| > More generally, relative error works only if your computation scales “multiplicatively” from zero; if there’s any additive component, it’s suspect. IEEE floating point inherently scales from zero, the absolute error in any computation is proportional to the magnitude of the input numbers, whether you’re adding or multiplying or doing something else. It’s the reason that subtracting two large numbers has a higher relative error than subtracting two small numbers, c.f. catastrophic cancellation. > How does one do this properly? There’s a little bit of an art to it, but you can start by noting the actual result of any accurate operation has a maximum error of 0.5 LSB (least significant bit) simply as a byproduct of having to store the result in 32 or 64 bits; essentially just think about every single math instruction being required to round the result so it can fit into a register. Now write an expression for your operation in terms of perfect math. If I’m adding two numbers it will look like a[+]b = (a + b)*(1 + e), where e is your 0.5 LSB epsilon value. For 32 bit float, e == +/- 1e^-24. In this case I differentiate between digital addition with a finite precision result, and perfect addition, using [+] for digital addition and + for perfect addition. This gets hairy and you need more tricks for anything complicated, but multiplying each and every operation by (1+e) is the first step. It quickly becomes apparent that the maximum error is bounded by |e| * (|a|+|b|) for addition or |e| * (|a| * |b|) for multiply… substitute whatever your operation is. When doing more complicated order-dependent error analysis, it’s helpful to use bounds and to allow error estimates to grow slightly in order to simplify expressions. This way you can prove the error is less than a certain expression, but the expression might be conservative. A 3d dot product is a good example to work though using (1+e). Typically it’s reasonable to drop e^2 terms, even though it will technically compromise your error bound proof by some minuscule amount. a[*]x [+] b[*]y [+] c[*]z = ((ax(1+e) + bx(1+e)) + cx(1+e))(1+e)

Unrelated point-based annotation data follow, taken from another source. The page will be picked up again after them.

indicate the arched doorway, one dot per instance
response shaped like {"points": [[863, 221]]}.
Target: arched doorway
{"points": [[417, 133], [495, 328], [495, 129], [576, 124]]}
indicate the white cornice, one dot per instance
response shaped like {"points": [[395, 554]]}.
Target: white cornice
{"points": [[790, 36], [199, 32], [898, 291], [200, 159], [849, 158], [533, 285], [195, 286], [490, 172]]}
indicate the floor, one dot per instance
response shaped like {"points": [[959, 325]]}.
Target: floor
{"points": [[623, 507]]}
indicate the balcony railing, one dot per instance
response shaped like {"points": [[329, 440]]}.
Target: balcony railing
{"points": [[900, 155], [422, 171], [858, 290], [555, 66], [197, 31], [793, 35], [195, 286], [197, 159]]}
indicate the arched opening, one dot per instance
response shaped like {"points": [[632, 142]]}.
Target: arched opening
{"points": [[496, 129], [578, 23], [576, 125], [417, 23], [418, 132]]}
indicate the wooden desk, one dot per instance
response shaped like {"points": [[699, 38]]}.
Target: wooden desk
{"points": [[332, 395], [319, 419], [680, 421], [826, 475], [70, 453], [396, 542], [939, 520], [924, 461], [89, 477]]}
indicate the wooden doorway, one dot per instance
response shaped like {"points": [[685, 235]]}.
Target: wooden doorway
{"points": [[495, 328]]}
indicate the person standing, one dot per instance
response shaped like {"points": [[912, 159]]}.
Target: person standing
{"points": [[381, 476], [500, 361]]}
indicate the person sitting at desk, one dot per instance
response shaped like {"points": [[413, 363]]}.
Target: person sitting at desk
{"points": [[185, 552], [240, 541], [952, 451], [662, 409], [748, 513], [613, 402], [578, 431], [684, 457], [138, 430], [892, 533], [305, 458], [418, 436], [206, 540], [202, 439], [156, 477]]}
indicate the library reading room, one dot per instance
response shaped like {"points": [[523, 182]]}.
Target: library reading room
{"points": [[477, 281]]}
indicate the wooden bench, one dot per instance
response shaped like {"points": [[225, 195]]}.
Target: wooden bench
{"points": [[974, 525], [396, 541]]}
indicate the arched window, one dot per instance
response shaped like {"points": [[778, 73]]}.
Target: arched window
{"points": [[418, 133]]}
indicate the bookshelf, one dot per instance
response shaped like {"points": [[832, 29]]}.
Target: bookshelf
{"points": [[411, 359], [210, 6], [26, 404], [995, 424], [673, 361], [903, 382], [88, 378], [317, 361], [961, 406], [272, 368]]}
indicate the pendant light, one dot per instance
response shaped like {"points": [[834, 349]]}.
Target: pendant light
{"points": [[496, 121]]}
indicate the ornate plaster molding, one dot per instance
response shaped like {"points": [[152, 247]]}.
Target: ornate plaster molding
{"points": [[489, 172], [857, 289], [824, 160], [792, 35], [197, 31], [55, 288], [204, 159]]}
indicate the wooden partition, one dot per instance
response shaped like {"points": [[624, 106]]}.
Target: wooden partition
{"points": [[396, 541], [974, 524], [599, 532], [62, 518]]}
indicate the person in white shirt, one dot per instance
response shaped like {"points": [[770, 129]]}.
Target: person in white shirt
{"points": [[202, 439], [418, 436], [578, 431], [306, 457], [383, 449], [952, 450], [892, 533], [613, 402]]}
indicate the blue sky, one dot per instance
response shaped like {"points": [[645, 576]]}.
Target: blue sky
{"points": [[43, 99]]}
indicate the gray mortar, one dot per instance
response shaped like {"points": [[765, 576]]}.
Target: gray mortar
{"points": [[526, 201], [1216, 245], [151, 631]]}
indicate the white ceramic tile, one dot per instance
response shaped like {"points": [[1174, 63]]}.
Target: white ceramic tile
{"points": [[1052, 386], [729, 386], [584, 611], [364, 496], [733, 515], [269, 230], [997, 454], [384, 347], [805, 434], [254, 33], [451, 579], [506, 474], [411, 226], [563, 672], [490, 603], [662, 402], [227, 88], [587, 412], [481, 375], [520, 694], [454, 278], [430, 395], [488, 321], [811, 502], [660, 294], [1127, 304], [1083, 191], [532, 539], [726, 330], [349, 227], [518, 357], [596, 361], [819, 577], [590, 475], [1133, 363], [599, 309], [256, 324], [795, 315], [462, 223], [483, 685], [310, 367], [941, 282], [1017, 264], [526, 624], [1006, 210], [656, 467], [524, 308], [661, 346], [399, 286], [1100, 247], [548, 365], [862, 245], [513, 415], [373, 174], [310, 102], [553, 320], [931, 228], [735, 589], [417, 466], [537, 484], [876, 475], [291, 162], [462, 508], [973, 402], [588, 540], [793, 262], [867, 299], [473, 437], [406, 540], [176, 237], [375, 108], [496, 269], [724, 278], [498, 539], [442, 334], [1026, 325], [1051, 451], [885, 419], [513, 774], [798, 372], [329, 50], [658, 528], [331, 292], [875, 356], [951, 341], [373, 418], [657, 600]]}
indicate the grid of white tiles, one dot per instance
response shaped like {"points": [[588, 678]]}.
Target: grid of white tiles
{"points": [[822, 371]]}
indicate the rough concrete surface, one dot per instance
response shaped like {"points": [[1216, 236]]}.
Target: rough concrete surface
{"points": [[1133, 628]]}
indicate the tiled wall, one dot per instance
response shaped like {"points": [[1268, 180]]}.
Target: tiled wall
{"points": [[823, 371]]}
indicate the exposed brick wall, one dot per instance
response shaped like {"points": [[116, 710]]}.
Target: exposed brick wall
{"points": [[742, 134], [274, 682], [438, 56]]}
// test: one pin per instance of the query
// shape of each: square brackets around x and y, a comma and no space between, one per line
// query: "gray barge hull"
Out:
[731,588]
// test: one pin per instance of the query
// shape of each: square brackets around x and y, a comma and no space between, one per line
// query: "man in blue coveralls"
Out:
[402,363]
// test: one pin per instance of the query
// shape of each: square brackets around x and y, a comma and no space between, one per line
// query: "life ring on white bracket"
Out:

= ((ax+axe + by+bye)(1+e) + cz+cze)(1+e)
= (ax+by+(ax+by)e + axe+bye+(ax+by)ee + cz+cze)(1+e)
= (ax + bx + 2e(ax+by) + e^2(ax+by) + cz+cze)(1+e)
= ax + by + 2e(ax+by) + e^2(ax+by) + cz + cze + axe + bye + 2e^2(ax+by) + e^3(ax+by) + cze + cze^2
= ax+by+cz + 3e(ax+by) + 2e(cz) + 3e^2(ax+by) + e^2cz + e^3(ax+by)
Now drop all the higher order terms of e. = ax+by+cz + 3e(ax+by) + 2e(cz)
Now also notice that 2e|cz| <= 3e|cz|, so we can say the total error bound: <= (ax + by + cz) + 3e( |a||x| + |b||y| + |c||z| )
And despite the intermediate mess, this suddenly looks very conceptually simple and doesn’t depend on the order of operations. If the input values are all positive, then we can say the error is proportional to 3 times the magnitude of the dot product. And it’s logical too because we stacked 3 math operations, one multiply for each element of the sum and two adds.Sorry if that was way too much detail… I got carried away. :P I glossed over some topics, and there could be mistakes but that’s the gist. I’ve had to do this for my work on a much more complicated example, and it took a few tries. There is a good linear algebra book about this, I think called Accuracy and Stability of Numerical Algorithms (Nicholas Higham). The famous PBR graphics book by Pharr et. al. also talks about error estimation techniques. |
My usecase is testing an autodiff algorithm. So I have larger programs (for which doing this process would be quite cumbersome already), and then run them through a code transformation that makes it compute a gradient. What's an appropriate error bound for that gradient?
Ideally I would even want to be able to randomly generate input programs, differentiate them, and test correctness of the computed gradient. I feel like generalising your approach (in particular the dropping of higher-order e terms) smacks of interval arithmetic, but even with a proper error estimate based on interval arithmetic, one would have to incorporate an estimate of the accuracy of their derivatives, too.
And to make life harder, I'd like to do this in a parallel setting where e.g. reductions (sums, products, etc.) have non-deterministic order to improve parallelism. I don't know how to approach this!